Where did glassblowing start?
Glassblowing history accounts differ on the origin of the ancient art, which remained a highly guarded secret for many years. What is known? Pre-Roman civilizations spanning the Middle East, Greece, China and more were producing glass, but though glassmakers were making vessels, blowing had not yet been discovered. Venice became the dominant epicenter of the craft from 1200-1400 AD, where glass workers were held virtual prisoners on the island of Murano to maintain a glass blowing monopoly, after which the much-coveted crafters either escaped or were kidnapped, and the knowledge quickly spread. Even the facilitation of Thomas Edison’s light bulb involved the help of a glassblower!

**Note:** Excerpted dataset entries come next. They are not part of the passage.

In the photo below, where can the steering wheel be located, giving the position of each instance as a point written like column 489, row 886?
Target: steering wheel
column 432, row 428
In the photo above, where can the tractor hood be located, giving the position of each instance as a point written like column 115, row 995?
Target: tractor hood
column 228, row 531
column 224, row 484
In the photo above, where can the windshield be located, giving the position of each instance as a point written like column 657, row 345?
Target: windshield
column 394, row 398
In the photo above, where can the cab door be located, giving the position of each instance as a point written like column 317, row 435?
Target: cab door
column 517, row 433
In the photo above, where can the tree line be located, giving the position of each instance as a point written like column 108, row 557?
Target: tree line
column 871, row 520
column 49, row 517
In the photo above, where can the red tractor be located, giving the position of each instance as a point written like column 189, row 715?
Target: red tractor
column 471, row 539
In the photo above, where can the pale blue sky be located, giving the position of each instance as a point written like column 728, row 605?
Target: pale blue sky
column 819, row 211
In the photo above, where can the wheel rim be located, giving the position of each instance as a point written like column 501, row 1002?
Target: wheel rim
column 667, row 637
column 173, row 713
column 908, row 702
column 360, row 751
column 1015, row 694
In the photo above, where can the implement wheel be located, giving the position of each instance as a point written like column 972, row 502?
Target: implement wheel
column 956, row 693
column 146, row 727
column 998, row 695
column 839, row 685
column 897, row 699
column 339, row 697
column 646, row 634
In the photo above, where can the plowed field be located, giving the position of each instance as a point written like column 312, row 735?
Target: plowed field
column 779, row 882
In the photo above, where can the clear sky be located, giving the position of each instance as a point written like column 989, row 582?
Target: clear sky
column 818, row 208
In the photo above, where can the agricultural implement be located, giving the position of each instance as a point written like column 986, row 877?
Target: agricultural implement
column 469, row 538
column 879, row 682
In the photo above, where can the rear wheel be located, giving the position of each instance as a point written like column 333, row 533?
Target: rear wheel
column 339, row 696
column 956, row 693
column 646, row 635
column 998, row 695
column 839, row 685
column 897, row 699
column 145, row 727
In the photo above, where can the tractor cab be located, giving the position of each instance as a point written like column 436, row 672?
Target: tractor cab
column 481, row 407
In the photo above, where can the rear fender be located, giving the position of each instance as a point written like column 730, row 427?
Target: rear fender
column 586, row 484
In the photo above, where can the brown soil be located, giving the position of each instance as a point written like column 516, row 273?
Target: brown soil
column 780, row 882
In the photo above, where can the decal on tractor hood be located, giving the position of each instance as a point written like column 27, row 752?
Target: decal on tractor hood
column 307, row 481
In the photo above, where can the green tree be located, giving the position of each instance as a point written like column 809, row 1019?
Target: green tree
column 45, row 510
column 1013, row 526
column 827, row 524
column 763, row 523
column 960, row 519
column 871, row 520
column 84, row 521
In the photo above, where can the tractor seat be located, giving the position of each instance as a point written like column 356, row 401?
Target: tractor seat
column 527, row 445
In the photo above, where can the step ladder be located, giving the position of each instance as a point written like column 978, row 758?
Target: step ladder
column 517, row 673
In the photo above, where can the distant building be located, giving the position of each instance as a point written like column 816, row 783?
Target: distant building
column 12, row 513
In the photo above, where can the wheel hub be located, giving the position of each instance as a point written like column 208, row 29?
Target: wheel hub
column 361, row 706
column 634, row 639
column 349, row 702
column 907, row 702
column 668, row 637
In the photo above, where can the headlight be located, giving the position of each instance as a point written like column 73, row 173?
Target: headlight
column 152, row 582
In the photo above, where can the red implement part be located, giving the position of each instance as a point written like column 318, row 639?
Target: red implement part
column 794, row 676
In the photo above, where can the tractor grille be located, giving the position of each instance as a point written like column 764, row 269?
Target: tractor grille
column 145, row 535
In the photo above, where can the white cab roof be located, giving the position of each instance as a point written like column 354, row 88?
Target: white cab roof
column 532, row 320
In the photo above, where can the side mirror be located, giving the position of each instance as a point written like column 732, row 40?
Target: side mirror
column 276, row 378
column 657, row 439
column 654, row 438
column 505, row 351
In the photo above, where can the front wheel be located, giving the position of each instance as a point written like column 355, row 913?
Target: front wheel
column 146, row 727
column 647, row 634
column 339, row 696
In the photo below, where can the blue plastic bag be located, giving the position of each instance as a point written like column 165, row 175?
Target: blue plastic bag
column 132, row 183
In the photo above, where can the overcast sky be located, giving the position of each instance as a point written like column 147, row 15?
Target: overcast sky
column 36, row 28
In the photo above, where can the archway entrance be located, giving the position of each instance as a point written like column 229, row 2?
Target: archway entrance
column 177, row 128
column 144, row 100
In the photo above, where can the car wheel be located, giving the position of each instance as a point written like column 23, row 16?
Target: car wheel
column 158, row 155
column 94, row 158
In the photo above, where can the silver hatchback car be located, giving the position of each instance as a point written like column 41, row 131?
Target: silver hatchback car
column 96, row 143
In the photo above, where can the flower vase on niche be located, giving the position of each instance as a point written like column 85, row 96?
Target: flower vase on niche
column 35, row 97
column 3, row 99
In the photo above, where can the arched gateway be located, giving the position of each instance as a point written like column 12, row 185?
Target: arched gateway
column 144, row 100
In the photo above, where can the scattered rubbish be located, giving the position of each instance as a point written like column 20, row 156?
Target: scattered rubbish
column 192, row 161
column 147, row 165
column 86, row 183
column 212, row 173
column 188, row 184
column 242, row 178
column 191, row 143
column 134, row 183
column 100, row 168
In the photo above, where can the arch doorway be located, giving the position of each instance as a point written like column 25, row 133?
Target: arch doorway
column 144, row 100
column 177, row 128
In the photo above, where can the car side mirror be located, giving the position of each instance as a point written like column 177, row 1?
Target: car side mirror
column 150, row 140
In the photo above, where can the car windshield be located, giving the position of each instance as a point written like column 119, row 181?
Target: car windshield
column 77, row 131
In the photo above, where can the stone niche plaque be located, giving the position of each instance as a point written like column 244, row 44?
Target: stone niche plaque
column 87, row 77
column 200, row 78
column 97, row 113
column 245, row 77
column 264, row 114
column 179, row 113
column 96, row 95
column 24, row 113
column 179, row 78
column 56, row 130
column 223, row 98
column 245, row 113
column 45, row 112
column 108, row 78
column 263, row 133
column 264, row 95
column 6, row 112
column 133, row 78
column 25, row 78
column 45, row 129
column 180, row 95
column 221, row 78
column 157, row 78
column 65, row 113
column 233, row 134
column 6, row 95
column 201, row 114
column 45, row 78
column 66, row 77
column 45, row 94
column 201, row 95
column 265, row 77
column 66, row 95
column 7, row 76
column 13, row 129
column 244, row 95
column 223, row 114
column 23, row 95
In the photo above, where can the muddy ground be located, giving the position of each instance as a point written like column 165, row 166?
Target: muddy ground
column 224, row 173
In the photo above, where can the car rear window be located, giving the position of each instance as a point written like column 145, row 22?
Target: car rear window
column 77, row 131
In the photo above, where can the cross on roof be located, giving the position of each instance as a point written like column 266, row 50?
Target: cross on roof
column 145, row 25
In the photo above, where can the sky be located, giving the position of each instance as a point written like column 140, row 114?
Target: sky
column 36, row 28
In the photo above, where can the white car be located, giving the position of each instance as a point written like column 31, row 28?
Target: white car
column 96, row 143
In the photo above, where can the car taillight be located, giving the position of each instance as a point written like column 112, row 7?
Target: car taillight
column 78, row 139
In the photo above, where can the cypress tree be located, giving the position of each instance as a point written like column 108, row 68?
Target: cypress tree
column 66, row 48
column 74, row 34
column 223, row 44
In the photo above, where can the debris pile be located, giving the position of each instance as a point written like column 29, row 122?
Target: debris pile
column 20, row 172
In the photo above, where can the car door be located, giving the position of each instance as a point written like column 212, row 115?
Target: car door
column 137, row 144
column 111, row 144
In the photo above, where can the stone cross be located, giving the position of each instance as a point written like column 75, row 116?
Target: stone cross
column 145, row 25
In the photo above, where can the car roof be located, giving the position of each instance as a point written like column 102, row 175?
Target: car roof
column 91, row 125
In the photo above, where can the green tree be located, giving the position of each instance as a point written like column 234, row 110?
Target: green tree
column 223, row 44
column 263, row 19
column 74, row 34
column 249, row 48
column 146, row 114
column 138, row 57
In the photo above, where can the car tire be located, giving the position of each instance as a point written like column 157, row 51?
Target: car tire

Glassblowing has been around since ancient times, but recent, modern advancements have made things increasingly available to the general public. The studio glass movement of the 1960s has blossomed into today’s artisanal glass market, with technology leaving the massive industrial furnaces of yesteryear by the wayside for much smaller furnaces, and enabling the proliferation of studios nationwide, including those alongside neighborhood retail and restaurant venues accommodating the “crafty” consumer.
What is glassblowing?
Though equipment and glass blowing supplies have been modernized, the glassblowing process is similar today as it was at its inception. Molten glass, a superheated mixture of silica (sand), soda or pot ash, and limestone is inflated into a bubble via using a blowpipe. As air is inserted, the glass expands and becomes hollow. With the manipulation of movement (gravity) and hand tools, different shapes may be created. Reheating of the object enables its manipulation as many time as is needed. How hot is molten glass? Temperatures of over 2,400-2,900 degrees Fahrenheit are necessary for molding. Once complete, glass designs are placed in an annealing oven to slowly cool for several hours to relieve stress and prevent breaking.